Discours prononcé lors de la réception de l'Académie brésilienne des Lettres, à l'Académie française

Le 19 mars 2015

Jean d’ORMESSON

Réception de l’Académie brésilienne des lettres

à l’Académie française

Séance du jeudi 19 mars 2015

COMMUNICATION

DE

M. Jean d’ORMESSON
Directeur de la séance

 

 

Monsieur le Président,
Monsieur l’Ambassadeur,
Mes chers Confrères, mes chères Consœurs,

C’est un grand honneur et un grand bonheur pour moi de présider cette séance. Bien sûr, j’ai préparé un discours, mais je crois que je ne vais pas m’en servir. Car, parler du Brésil, c’est pour moi parler d’un pays que j’ai vraiment beaucoup aimé et parler de mon enfance. Et vous savez que pour les vieux écrivains, parler de leur enfance, c’est toujours très important.

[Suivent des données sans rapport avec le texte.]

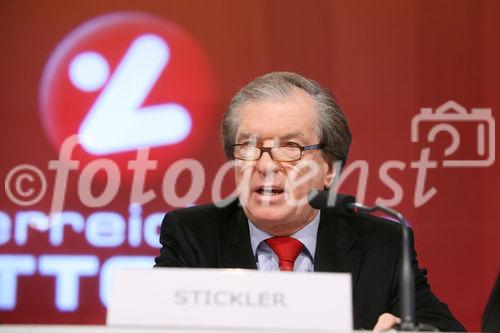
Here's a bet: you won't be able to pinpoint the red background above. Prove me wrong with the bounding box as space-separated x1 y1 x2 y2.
0 0 500 331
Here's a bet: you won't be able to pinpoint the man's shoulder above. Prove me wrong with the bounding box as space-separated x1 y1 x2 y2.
342 212 401 240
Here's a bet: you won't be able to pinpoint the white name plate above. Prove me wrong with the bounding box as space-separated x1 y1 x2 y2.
107 268 352 331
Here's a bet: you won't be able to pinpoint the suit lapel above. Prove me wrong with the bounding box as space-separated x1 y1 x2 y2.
314 210 363 290
217 204 257 269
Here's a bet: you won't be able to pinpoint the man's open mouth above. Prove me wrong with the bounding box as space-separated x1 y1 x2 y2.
255 186 285 196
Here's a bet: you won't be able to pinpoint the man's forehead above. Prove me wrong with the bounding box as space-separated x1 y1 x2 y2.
238 131 306 140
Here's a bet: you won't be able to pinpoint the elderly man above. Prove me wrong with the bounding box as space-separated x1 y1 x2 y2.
156 72 464 331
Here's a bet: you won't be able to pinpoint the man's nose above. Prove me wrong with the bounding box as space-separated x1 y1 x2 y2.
255 152 280 174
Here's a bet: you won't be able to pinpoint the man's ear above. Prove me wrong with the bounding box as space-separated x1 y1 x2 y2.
324 161 340 188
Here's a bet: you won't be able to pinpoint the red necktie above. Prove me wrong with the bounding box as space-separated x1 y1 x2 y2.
266 236 304 271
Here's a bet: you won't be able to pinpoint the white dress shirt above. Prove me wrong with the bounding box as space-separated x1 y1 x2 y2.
248 212 320 272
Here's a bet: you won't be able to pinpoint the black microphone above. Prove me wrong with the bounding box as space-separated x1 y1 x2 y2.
308 190 437 331
308 190 356 213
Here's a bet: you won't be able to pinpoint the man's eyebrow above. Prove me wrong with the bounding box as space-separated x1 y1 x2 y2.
280 132 304 140
236 133 257 140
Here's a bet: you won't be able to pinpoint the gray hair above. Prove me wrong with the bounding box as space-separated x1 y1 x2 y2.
221 72 351 166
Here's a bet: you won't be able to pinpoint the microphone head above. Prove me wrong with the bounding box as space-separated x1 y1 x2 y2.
308 190 356 213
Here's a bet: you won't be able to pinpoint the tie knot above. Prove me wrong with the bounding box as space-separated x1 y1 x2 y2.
266 236 304 271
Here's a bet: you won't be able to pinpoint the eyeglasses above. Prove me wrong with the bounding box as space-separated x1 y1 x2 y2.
233 142 324 162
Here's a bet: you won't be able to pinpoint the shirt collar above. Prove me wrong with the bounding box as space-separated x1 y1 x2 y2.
248 212 321 260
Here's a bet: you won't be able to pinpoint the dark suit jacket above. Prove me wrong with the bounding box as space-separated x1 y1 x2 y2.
155 201 465 331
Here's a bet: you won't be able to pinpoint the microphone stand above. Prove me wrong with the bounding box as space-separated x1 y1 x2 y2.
349 202 437 332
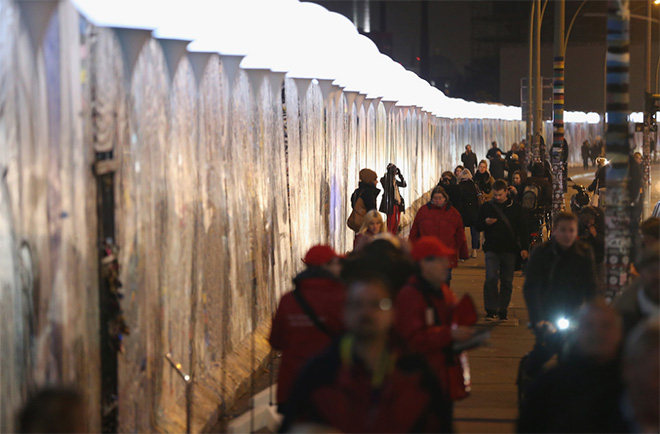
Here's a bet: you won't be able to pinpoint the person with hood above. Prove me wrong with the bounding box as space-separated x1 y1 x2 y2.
346 169 380 232
461 145 478 175
394 237 477 430
458 169 481 258
269 245 346 413
379 163 408 235
408 186 469 282
472 160 495 203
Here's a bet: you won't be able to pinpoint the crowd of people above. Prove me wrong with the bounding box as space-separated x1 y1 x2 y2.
271 147 660 432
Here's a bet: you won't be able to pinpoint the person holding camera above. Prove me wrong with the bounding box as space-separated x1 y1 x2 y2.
379 163 408 235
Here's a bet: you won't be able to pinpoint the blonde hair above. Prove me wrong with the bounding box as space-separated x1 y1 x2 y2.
358 209 386 234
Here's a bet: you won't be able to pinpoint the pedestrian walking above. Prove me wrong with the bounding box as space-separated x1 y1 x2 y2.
408 186 469 282
380 163 408 235
477 180 529 321
353 209 385 251
490 151 506 180
472 160 495 203
580 140 591 170
486 140 502 160
280 274 451 433
269 245 346 413
456 145 478 176
346 169 380 232
458 169 481 258
438 169 465 209
523 211 596 378
395 237 476 430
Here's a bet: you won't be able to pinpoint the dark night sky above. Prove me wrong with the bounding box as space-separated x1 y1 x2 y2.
313 0 660 110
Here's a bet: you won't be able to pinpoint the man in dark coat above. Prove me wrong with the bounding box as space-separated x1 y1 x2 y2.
461 145 478 175
518 303 631 433
280 275 451 433
486 141 502 160
490 151 506 180
523 212 596 378
379 163 408 235
477 179 529 321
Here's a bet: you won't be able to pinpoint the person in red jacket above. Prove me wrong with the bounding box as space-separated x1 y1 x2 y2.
279 273 451 433
408 186 470 283
394 237 476 428
269 245 346 413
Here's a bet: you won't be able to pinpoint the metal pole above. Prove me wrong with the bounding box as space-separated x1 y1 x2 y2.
525 2 536 163
533 0 543 162
633 0 653 217
551 0 565 215
605 0 632 300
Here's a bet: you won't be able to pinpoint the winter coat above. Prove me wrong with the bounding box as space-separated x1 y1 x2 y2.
378 170 408 215
394 276 457 400
461 152 478 175
518 356 634 433
523 239 596 323
269 267 346 403
408 202 469 268
458 179 479 226
280 337 447 433
472 171 495 201
351 181 380 212
490 155 506 180
476 198 529 254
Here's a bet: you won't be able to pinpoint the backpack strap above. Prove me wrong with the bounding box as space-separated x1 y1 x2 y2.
293 288 334 337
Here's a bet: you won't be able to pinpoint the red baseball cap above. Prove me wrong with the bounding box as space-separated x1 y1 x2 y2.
303 244 339 267
410 237 454 262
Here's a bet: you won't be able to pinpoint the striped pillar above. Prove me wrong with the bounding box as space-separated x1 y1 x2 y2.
601 0 632 299
551 54 564 215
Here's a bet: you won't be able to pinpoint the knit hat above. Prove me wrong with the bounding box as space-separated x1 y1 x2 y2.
303 244 339 267
360 169 378 184
458 169 472 181
411 237 454 262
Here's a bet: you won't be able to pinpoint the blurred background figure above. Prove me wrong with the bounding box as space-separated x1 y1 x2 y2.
623 317 660 433
379 163 408 235
353 209 385 251
17 387 88 433
518 302 628 433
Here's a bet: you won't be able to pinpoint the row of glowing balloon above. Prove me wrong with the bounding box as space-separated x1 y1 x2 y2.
72 0 600 123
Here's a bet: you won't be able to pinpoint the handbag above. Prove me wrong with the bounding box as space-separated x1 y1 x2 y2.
346 197 367 232
419 288 472 401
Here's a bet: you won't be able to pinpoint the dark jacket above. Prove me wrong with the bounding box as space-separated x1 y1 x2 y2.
351 181 380 211
458 179 479 226
378 167 408 215
506 160 522 184
518 356 631 433
476 199 529 253
587 164 609 191
523 176 552 206
523 240 596 323
280 337 448 433
461 152 477 175
490 155 506 180
269 267 346 403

Vous êtes arrivés en quelques heures, j’avais mis vingt et un jours pour aller jusqu’à Rio de Janeiro, en 1936. Et je me rappelle l’éblouissement que j’ai ressenti en arrivant dans cette baie. C’est une des plus belles du monde, et avec le Pain de sucre, le Christ du Corcovado, les lumières innombrables, c’était un enchantement. Et je suis revenu plus tard à Rio, avec un bateau tout à fait spécial, qui était le Normandie. Le Normandie faisait uniquement le trajet entre l’Amérique du Nord et l’Europe, mais il y a eu un voyage unique où le Normandie est allé jusqu’à Rio et j’étais sur ce bateau. Et l’arrivée à Rio – je devais avoir neuf ou dix ans – sur le Normandie est évidemment un souvenir inoubliable.

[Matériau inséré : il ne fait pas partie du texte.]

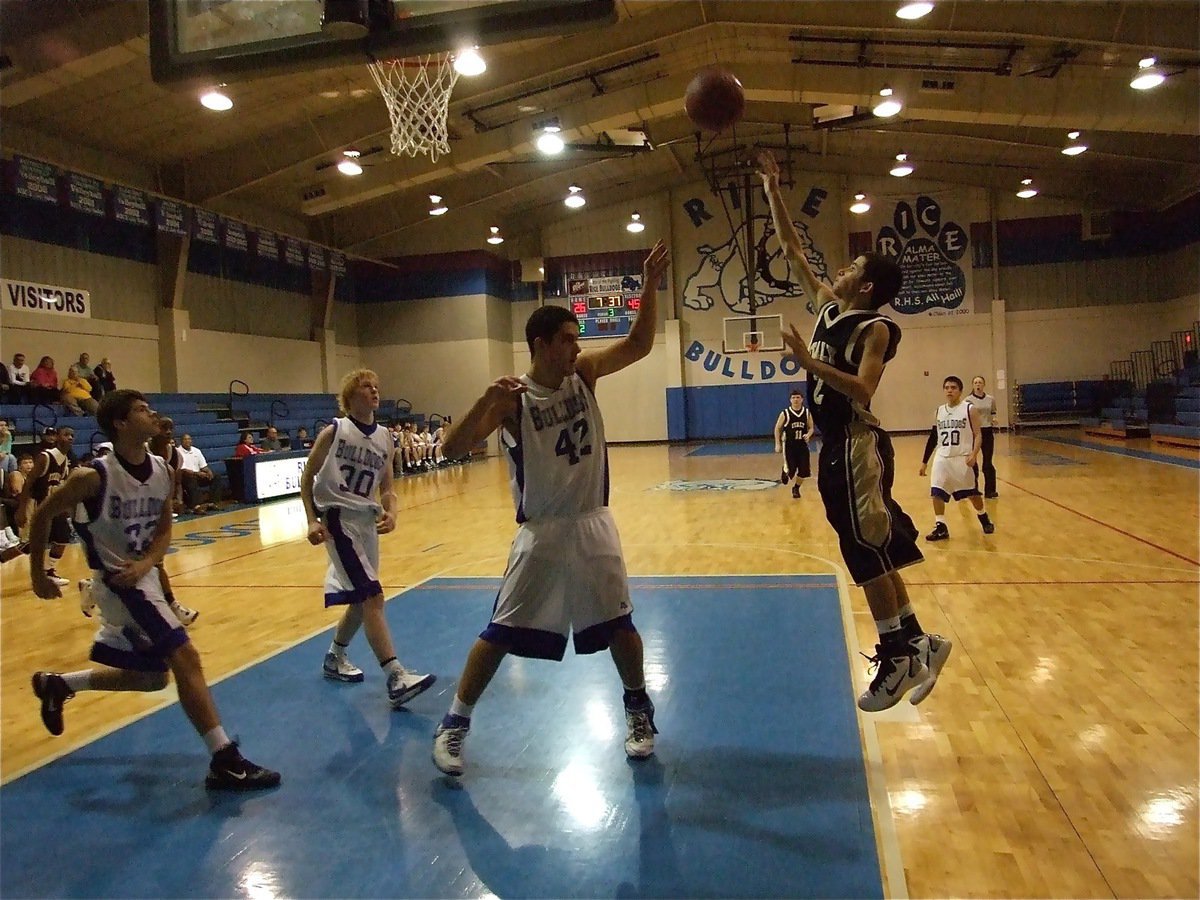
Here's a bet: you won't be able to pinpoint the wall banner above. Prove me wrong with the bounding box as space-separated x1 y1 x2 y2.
0 278 91 319
871 194 974 316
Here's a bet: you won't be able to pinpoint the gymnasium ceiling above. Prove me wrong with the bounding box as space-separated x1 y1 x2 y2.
0 0 1200 257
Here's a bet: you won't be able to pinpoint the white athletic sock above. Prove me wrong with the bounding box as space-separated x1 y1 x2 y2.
875 616 900 638
204 725 233 754
62 668 91 694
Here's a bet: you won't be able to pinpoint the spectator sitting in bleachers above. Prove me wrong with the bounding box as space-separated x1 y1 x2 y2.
0 419 17 478
0 454 34 545
0 365 13 403
416 424 437 469
91 356 116 400
60 364 100 415
74 353 96 396
262 425 283 454
179 434 216 512
233 431 266 460
29 356 60 403
5 353 29 403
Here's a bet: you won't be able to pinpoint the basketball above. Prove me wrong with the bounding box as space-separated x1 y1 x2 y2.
683 66 746 132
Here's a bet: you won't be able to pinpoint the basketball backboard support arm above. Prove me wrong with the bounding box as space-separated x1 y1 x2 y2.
149 0 617 86
696 125 793 332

J’arrivais. On m’avait dit : le Brésil est grand, dix-huit fois comme la France. À cette époque-là, Rio de Janeiro était encore la capitale du Brésil, Brasilia n’existait pas. Il y avait, je crois, un seul gratte-ciel à Rio, c’était le siège du journal A noite, et naturellement Copacabana était construit, mais Ipanema était entièrement vide. Il y avait un bâtiment qui était le Country club. Et je me rappelle que je me promenais avec éblouissement sur la plage d’Ipanema, que je montais jusqu’à Vista Chinesa, jusqu’à la Tijuca, plus loin, jusqu’à Pétropolis, où deux ans après, ou trois ans après, Stefan Zweig devait se suicider, en 1942. Et quelquefois, je poussais jusqu’à des villes qui me paraissaient éblouissantes, comme Bahia, Salvador, ou comme Ouro Preto ou Diamantina, qui sont si magnifiques.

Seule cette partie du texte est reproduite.